Many people like to eat halibut. When we buy halibut, we will find a store called hundred years of halibut. What is a hundred years of halogen, halogen is a hundred years old? The so-called hundred years of halogen is just halogen, the longer the time, the better the halogen. Food containing halogen is more flavorful. Because this brine has been refined. Why do you say so? In this decade, how many geese, a few chickens, a few ducks, every day brine, every day cooking, every day cooking, adsorption of the essence of the food and the soul, become alcohol, thickness, aroma, thick, so the "brine" with the age of the more and more precious, more and more fragrant, more and more centuries of old brine a few years did not deteriorate, it turned out to be this kind of thing works!
Then the question came. "Hundred years between the show" really exist? In principle, food is easy to produce germs after a long time, if this jailer put so long, is not really spoiled, is not very sour? The answer is "a hundred years of jailer" exists, brine does not deteriorate, not rest, at least brine can keep fresh, of course, there are various methods. "Hundred years of brine" is the treasures of brine generation store, talking about recipes, secret recipes, generally not outward, and even some people want to buy with a lot of money, but the fact is that the accumulation of
So how these aged jailer is a long time does not deteriorate, we are most familiar with the heating sterilization.
(1) After finishing the brine brine, fish out the residue left in the brine. Otherwise the brine will turn sour.
(2) The jailer should be burned every day, and not used should be burned and placed quietly, and not moved around after the lights are turned off.
(3) After the spices in the brine have been used for some time, the aroma will fade away, so new spices should be changed at certain intervals, and water and seasonings should be added in certain proportions.
These alone are not enough. Watchdog, "fresh" word has two concepts. One fresh, two fresh, brine fresh, but the flavor is not fresh. Then "a hundred years of jailers" is empty words.
The longer the brine the stronger the flavor. Because the brine every day in the refining, the essence of the food is concentrated in the brine.
The cumin and star anise used in the brine actually have a preservation effect, mainly because in addition to the special aroma, there is an antioxidant capacity. Brine deterioration, deterioration is mainly oxidation, oxidation time is controlled, brine deterioration, deterioration phenomenon is inhibited.

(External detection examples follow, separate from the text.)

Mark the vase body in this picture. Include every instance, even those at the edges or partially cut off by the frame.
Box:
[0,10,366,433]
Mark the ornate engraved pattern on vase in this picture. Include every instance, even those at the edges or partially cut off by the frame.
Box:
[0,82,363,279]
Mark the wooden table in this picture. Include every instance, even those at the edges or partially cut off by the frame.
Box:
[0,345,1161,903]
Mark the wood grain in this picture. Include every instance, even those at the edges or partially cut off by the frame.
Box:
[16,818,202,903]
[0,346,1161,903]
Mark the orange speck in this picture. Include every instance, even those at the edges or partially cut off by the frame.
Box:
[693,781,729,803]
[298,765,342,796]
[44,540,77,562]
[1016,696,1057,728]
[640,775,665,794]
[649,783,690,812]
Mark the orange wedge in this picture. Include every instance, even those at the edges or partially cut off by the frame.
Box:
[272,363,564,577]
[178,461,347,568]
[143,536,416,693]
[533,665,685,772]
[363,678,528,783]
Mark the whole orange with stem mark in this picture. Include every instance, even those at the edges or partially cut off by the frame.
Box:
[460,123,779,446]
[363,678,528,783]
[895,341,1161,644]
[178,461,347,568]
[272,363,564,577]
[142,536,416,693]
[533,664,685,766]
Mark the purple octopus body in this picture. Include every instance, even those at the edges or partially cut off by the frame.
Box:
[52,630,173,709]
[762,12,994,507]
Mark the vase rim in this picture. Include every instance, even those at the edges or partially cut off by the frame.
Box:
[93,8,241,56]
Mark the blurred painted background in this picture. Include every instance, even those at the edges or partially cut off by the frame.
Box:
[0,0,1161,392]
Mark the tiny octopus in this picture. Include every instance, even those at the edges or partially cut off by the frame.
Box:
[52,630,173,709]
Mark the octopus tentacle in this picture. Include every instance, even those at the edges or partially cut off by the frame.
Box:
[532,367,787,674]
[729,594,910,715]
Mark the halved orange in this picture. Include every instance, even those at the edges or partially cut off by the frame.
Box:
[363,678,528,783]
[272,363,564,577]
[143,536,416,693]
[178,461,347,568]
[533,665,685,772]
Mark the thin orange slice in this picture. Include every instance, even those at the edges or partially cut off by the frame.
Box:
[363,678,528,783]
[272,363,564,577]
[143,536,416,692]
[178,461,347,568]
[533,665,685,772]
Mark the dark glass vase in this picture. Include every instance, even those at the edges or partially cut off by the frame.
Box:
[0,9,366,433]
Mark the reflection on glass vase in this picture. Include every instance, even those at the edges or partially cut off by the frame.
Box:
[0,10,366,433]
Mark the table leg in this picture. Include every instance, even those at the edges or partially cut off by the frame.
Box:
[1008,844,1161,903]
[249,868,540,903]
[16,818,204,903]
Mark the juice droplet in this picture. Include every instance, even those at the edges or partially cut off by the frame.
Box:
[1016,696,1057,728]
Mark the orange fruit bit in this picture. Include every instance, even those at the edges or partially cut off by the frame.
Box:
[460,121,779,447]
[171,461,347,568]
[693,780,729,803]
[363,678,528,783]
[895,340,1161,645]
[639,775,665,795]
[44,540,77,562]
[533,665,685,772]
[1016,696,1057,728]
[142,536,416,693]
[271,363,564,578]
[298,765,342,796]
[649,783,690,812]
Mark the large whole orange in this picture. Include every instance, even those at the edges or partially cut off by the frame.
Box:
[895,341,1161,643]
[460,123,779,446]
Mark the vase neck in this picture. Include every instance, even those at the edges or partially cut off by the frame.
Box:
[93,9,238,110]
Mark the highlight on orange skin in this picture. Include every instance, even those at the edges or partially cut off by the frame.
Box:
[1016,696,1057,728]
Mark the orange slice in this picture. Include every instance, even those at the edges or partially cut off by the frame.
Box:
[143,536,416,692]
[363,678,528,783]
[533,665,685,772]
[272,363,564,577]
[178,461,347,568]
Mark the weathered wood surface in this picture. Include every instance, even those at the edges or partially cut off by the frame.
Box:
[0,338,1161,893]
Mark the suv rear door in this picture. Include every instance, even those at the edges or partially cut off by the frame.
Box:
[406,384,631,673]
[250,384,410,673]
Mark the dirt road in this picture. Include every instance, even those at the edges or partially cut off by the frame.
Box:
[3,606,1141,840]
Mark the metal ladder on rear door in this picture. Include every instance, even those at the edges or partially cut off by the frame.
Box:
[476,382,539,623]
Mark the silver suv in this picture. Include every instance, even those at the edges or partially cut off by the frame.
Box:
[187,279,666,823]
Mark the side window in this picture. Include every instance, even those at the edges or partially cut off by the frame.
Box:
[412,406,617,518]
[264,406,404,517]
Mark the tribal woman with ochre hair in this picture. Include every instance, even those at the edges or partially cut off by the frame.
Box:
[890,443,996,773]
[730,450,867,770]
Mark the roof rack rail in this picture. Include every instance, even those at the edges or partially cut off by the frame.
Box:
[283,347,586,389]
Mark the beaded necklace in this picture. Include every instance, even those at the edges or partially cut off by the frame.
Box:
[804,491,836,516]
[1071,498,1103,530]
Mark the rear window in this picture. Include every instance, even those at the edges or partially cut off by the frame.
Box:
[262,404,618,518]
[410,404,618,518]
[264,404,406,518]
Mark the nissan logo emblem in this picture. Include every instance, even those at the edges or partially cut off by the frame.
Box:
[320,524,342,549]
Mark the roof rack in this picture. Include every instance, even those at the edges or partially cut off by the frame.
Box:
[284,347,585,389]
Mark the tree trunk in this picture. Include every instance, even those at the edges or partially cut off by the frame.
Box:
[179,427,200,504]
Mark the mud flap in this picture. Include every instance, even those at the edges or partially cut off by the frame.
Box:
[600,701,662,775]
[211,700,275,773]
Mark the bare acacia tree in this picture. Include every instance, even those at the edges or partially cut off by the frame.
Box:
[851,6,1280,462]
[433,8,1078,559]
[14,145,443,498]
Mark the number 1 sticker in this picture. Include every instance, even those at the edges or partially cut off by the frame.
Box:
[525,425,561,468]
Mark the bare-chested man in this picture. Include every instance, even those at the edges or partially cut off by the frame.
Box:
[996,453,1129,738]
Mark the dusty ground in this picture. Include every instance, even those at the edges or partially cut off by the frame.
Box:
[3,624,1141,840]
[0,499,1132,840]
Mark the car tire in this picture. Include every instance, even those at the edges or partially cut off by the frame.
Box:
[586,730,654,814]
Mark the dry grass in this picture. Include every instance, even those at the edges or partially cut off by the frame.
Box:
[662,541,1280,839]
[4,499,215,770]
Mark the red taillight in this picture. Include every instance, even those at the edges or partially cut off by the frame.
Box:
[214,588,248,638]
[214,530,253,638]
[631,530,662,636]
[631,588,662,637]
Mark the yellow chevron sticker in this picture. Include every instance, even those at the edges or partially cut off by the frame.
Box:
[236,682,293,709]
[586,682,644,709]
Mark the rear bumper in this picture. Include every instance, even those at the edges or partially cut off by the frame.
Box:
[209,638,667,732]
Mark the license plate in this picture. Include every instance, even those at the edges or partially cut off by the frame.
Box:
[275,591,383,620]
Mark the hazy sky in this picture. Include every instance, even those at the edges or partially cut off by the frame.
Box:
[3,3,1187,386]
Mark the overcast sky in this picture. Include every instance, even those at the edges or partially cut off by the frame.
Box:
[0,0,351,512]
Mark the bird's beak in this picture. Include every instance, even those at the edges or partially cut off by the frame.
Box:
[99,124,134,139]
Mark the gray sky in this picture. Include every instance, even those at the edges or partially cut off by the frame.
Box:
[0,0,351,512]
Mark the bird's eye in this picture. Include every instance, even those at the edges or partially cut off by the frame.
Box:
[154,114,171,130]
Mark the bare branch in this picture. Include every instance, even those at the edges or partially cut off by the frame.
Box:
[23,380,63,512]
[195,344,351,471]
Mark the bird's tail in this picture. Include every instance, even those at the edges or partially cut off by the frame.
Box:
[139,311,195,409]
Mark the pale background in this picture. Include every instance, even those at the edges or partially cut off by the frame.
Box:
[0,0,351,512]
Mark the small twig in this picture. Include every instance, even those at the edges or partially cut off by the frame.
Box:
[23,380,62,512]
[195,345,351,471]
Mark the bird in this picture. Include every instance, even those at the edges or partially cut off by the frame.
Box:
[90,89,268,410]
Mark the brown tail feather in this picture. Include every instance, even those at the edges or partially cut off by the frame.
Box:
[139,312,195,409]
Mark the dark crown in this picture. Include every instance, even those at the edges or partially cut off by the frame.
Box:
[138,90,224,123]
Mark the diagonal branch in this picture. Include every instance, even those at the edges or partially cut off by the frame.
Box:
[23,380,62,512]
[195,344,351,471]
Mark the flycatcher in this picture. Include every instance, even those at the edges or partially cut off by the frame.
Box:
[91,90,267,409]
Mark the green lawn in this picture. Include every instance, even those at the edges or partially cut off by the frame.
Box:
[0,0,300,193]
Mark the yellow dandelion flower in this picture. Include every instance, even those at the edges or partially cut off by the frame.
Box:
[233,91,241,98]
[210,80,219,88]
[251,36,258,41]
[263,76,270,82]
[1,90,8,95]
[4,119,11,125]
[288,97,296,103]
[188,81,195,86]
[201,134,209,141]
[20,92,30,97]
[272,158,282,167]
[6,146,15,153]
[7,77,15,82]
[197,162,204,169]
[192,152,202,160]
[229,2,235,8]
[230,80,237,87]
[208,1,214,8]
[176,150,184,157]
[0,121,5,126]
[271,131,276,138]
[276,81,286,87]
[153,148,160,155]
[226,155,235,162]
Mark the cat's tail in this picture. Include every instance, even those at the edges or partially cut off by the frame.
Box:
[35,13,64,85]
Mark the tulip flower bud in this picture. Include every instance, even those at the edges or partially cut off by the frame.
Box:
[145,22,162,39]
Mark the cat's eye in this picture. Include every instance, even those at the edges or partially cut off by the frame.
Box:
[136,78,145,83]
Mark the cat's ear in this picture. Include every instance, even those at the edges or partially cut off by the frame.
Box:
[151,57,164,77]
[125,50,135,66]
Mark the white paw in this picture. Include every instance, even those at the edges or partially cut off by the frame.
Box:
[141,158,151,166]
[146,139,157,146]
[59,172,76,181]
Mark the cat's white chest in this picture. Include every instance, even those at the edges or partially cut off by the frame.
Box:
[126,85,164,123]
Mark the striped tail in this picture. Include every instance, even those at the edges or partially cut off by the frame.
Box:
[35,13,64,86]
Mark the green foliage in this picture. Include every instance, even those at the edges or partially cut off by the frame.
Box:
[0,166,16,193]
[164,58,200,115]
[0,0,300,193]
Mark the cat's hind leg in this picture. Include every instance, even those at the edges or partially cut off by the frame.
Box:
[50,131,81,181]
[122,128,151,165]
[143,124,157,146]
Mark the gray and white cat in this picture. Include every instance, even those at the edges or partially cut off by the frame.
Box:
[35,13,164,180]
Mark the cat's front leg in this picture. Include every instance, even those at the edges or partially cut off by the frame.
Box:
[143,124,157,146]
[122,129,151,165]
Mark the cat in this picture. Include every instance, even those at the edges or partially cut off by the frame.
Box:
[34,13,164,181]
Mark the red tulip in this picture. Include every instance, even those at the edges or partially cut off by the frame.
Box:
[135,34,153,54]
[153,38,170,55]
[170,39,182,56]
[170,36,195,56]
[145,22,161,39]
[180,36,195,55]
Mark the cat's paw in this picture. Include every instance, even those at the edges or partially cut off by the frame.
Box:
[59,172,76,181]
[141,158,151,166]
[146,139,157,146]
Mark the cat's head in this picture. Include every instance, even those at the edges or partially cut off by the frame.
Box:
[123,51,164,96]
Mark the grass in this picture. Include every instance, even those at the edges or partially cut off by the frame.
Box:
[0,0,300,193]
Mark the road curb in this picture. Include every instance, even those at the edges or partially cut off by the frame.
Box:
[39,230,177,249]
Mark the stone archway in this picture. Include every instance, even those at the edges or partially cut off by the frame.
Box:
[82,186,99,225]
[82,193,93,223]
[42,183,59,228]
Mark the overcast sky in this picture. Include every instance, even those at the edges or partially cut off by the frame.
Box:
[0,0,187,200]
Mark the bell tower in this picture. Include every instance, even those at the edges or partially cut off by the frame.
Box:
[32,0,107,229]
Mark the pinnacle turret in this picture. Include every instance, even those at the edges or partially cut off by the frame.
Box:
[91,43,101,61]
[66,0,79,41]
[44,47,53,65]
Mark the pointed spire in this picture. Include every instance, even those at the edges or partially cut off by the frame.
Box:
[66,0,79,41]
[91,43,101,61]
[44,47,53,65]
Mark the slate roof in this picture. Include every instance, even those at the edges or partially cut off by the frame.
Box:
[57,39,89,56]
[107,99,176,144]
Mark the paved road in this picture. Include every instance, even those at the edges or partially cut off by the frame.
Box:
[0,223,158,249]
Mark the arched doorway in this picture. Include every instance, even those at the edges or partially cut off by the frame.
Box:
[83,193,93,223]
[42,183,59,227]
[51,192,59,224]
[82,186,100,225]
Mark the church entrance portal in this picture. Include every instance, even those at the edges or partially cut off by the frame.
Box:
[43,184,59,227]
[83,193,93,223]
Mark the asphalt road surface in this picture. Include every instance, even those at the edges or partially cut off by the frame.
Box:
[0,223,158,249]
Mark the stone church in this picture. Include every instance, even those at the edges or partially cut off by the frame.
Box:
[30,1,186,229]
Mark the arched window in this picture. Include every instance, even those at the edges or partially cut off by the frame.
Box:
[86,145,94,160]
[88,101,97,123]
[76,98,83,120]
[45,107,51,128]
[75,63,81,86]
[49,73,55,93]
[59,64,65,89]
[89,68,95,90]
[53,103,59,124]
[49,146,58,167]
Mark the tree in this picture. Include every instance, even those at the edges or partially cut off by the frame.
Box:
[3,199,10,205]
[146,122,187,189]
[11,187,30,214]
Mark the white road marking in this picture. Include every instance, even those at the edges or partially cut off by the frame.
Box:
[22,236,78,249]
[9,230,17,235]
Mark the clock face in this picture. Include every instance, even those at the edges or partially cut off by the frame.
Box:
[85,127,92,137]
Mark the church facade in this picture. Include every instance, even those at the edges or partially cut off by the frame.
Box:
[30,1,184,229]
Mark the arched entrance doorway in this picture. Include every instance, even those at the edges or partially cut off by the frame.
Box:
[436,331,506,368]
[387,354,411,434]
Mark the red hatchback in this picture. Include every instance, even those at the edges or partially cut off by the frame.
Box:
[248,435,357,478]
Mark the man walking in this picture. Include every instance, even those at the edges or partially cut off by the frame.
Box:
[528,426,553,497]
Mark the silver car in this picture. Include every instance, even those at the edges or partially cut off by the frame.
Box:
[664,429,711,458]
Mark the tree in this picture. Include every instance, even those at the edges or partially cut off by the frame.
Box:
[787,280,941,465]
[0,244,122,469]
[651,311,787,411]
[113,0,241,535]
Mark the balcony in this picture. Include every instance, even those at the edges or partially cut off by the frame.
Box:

Of course, anise and fennel is not everything. If the brine invades a large number of bacteria, anise and fennel antioxidant function will be ineffective, so the custody of brine when you absolutely do not put mineral water. Aged brine a few years did not deteriorate, it turned out to be this kind of thing plays a role
In addition to this, I do not know the brine preservation, fresh, that is, shellfish used in brewing monsters longevity, waist and kidney function, in the end there is no such effect. Li Shizhen in the "Compendium of Materia Medica" said "shellfish waste gas". This view can explain the effectiveness of shellfish.
Shellfish in the brine can play a fresh role. Because shellfish contains a considerable inhibition of oxidation, "myosin" material, "shellfish" contains strong organic alkali (choline), choline is a component of lecithin, this substance has the ability to promote brain development, improve memory and so on.